Como sempre entrei pelo quintal onde a avó Clara ultimava o jantar no seu fogão preferido de lenha. Esta avó, apesar de emprestada, era um doce que qualquer neto gostaria de ter. Ela me recebeu como um príncipe que não via fazia meia dúzia de meses. Foi mimo interminável que até me fez esquecer o calor da subida desde a baixa até lá na Lage. Olhei a árvore do meio do quintal, é única, que dá fruto e que bem que me sabe colher e comer directamente. Se a idade não me trai eram amoras. Lambuze-me com uma dose de meia dúzia acho eu a dar para o dobro.
- Os tios?
Devem estar na esquina amarela, respondeu a minha avó como se estivesse a falar para o ar.
- O avô?
- Foi à cidade... fiquei baralhado. Eu estou na cidade. O avô foi mesmo onde?
E como a conversa não ia dar a lugar nenhum eu me perguntei do alto da minha sabedoria porque o avô, aquele daqui, era avô e o outro da cidade do deserto era avô Serafim. Eu não me soube explicar e ninguém me ouviu o pensamento pelo que não obtive resposta.
- Avó, hoje janto aqui?
- Não, jantas na casa da tia.
OH... pensei eu comigo que ainda tinha de fazer a ronda pelas redondezas e depois ir até lá abaixo outra vez. Criança sofre.
- Beijinhos avó. Disse e sai por onde entrei. Fui à procura dos tios, gémeos mas quase da minha idade mas eles pensam são adultos e eu criança. O Caires e o Leitão estão na esquina. Vasco e companhia, ou sejam os meus tios nada. Acho foram lá para os lados da escola comercial. Um deles me respondeu.
- Obrigado e é bom vos ver.
Me desligaram por completo. Não estava ali nenhum dos meus tios e a conversa já ia ser diferente.

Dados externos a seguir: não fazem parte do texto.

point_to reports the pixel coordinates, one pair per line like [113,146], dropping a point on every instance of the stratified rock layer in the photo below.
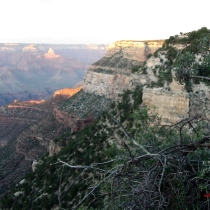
[112,74]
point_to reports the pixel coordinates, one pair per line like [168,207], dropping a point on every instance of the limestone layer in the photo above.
[112,74]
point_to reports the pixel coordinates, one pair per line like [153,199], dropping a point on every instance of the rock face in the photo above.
[26,74]
[66,92]
[112,74]
[50,54]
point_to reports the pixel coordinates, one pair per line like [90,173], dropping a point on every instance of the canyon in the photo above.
[36,71]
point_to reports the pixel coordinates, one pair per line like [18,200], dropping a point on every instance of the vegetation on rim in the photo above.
[125,159]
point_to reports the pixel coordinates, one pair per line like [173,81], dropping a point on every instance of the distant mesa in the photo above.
[30,48]
[50,54]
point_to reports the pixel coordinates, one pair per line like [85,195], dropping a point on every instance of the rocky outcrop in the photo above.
[134,50]
[170,106]
[66,92]
[112,74]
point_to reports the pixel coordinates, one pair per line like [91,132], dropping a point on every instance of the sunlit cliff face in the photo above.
[135,50]
[66,92]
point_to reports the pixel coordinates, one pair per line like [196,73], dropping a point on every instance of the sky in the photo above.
[98,21]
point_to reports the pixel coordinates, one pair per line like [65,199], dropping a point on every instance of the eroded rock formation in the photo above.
[112,74]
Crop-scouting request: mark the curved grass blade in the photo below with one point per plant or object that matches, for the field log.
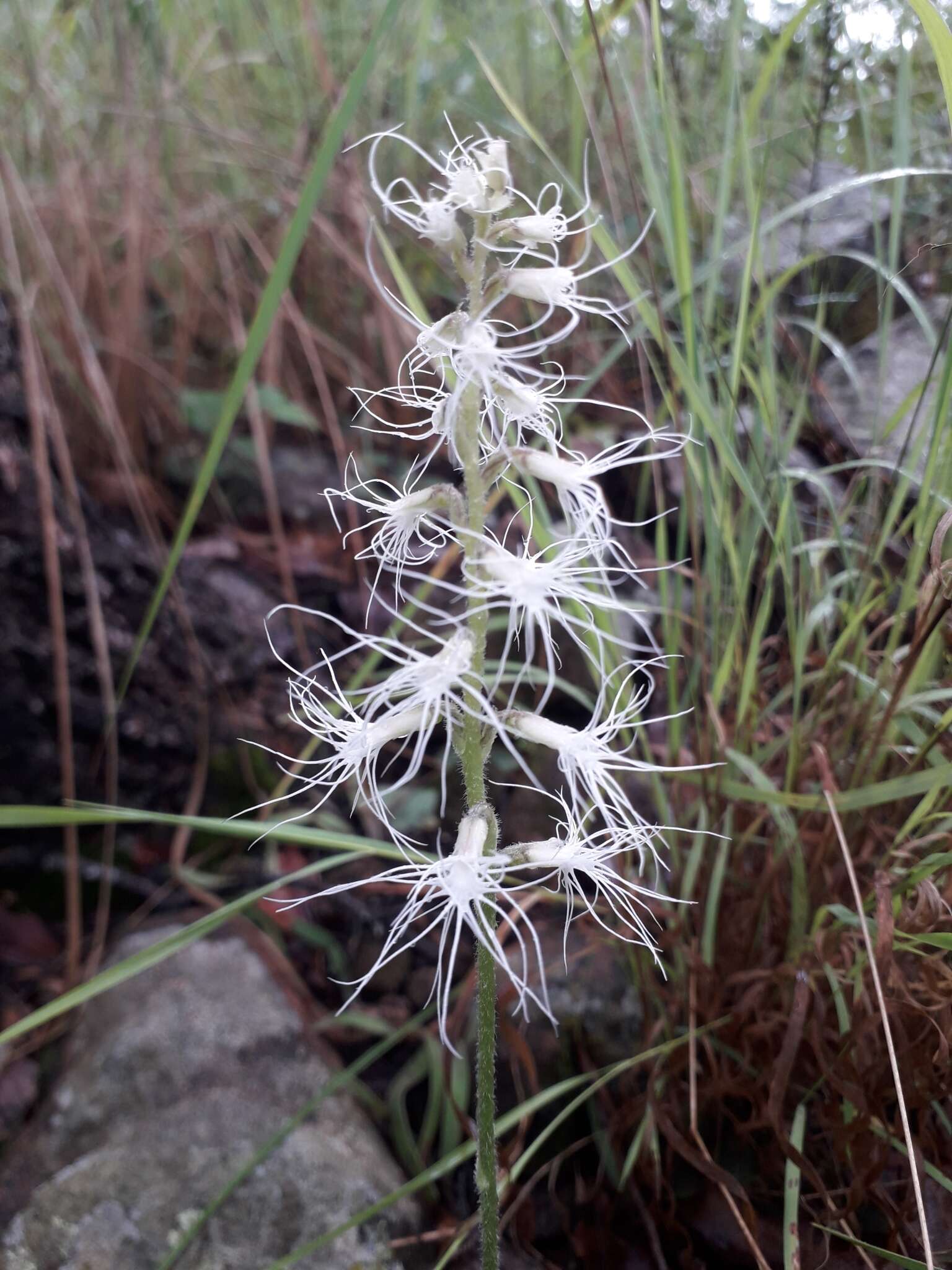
(46, 817)
(454, 1158)
(338, 1082)
(941, 41)
(156, 953)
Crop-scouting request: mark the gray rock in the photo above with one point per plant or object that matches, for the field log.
(858, 403)
(178, 1076)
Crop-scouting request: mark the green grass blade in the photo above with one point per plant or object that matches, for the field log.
(50, 817)
(791, 1194)
(454, 1158)
(156, 953)
(335, 1085)
(332, 140)
(941, 41)
(892, 1258)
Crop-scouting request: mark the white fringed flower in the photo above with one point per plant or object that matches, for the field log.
(573, 860)
(456, 893)
(555, 586)
(484, 388)
(410, 525)
(575, 479)
(591, 758)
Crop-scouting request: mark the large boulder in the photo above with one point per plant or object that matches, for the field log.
(178, 1076)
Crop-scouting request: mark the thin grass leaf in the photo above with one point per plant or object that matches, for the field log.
(335, 1085)
(268, 306)
(941, 41)
(156, 953)
(892, 1258)
(791, 1194)
(454, 1158)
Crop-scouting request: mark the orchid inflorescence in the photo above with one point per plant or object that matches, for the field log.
(483, 388)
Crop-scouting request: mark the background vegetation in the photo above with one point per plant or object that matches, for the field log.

Fui até na Igreja da Lage. O padre Luís Carlos não estava. Pelo menos a porta estava fechada. Eu também não ia falar com ele. Era padre de rock mas eu não me dava a essas coisas e não era Shalon. Na volta da igreja nada deles. Minha vida solitária estava a ser completa. Tinha de fazer todo o caminho de volta a pé, sozinho e eu não sabia os carreiros da cidade. Sentei nos degraus da igreja a pensar. Era mesmo só a imaginar a viagem de regresso, à casa da tia. Bolas, primeiro dia no planalto que até custa respirar e ainda tenho de fazer tudo de volta. Subo até à esquina do Hospital e depois é sempre a descer. Uff, estou com falta de ar só de pensar. E o cieiro está a estalar os lábios. Porque eu me vagabundei mal cheguei?